3.Es gibt keine doofen, weil pseudo-coolen, weil bemühten Einzeiler! Ich empfinde das als Segen. Denn ganz ehrlich, diese Sachen waren zu Zeiten von Lethal Weapon und Stirb langsam neu und originell. Seit Jahren ist es schon zum Dauer-Gimmick verkommen, an dem schon die Drehbuchautoren scheinbar kein Interesse mehr hatten, was sich im fertigen Produkt zumeist dann auch zeigt.
4.Das Drehbuch besitzt wieder Gespür für die richtigen Höhepunkte zur richtigen Zeit – und übertreibt diese auch nicht maßlos.

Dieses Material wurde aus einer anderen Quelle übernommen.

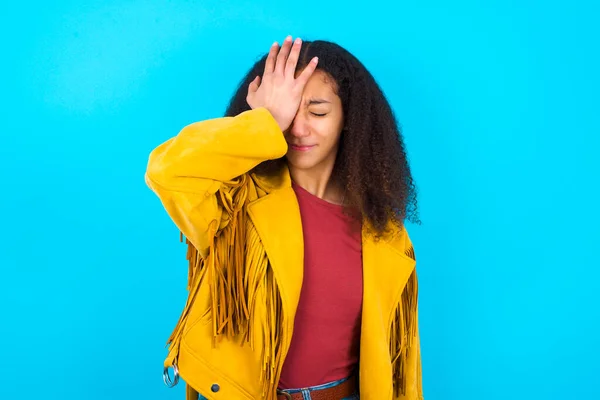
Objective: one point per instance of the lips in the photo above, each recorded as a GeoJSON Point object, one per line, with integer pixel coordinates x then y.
{"type": "Point", "coordinates": [296, 147]}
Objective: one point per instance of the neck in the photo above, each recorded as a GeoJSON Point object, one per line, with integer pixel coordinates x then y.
{"type": "Point", "coordinates": [318, 182]}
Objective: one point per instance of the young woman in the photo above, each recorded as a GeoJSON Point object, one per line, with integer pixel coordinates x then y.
{"type": "Point", "coordinates": [302, 281]}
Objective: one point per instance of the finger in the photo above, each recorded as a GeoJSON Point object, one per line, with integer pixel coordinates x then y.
{"type": "Point", "coordinates": [253, 87]}
{"type": "Point", "coordinates": [292, 61]}
{"type": "Point", "coordinates": [270, 63]}
{"type": "Point", "coordinates": [283, 54]}
{"type": "Point", "coordinates": [307, 72]}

Beispiel: Als Caesar dem fiesen Tierheim-Aufseher seine Auflehnung zu verstehen gibt und die Affenmeute zum Ausbruch aufstachelt, gibt uns das Drehbuch als dramaturgischen Höhepunkt sein erstes Wort – und nur dieses Eine! In vielen anderen Beispielen hollywoodesker Cashing-In-Ware hätte es wohl hier gleich noch einen Feldherren-Monolog zur Affen-Mobilisierung gesetzt. Hier gottseidank nicht…Auch in der Endszene wird nicht mehr geredet, als es für den Moment nötig erscheint.
Als Bonus gibt es noch eines der apokalyptischsten Enden in einem Hollywoodfilm. So dass ich mir fast wünschte, der Film würde für sich allein stehen und kein Prequel sein. Aber okay, wenn die Macher nicht an eine bereits existierende Geschichte andocken müssten, wäre so ein Ende mit den großen Geldgebern auch nicht machbar gewesen. Zu riskant, keine Frage. Gut gelöst ist es in jedem Falle, einen gewissen zeitlichen Zwischenraum zum Anfang des Originals zu lassen, den sich der Zuschauer locker zusammen reimen kann. Doch genau dieser Zwischenraum könnte, auch bei dem finanziellen Erfolg des Films, der sich ja abzeichnet, ein Handicap bereits in sich tragen: Er ist groß genug, um noch locker so 1 bis 3 weitere Prequels unterzubringen…We will see.
Egal, „Planet der Affen – Prevolution“ versetzt einen qualitativ in die guten Hollywood-Zeiten der 70er und 80er Jahre. Ich wünsche mir wieder mehr Filme dieser Güte.

Auf ein Neues

Nach über 5 Jahren nehme ich meine Blogaktivitäten wieder auf. mal schaun, wie lange meine Lust am Schreiben anhält.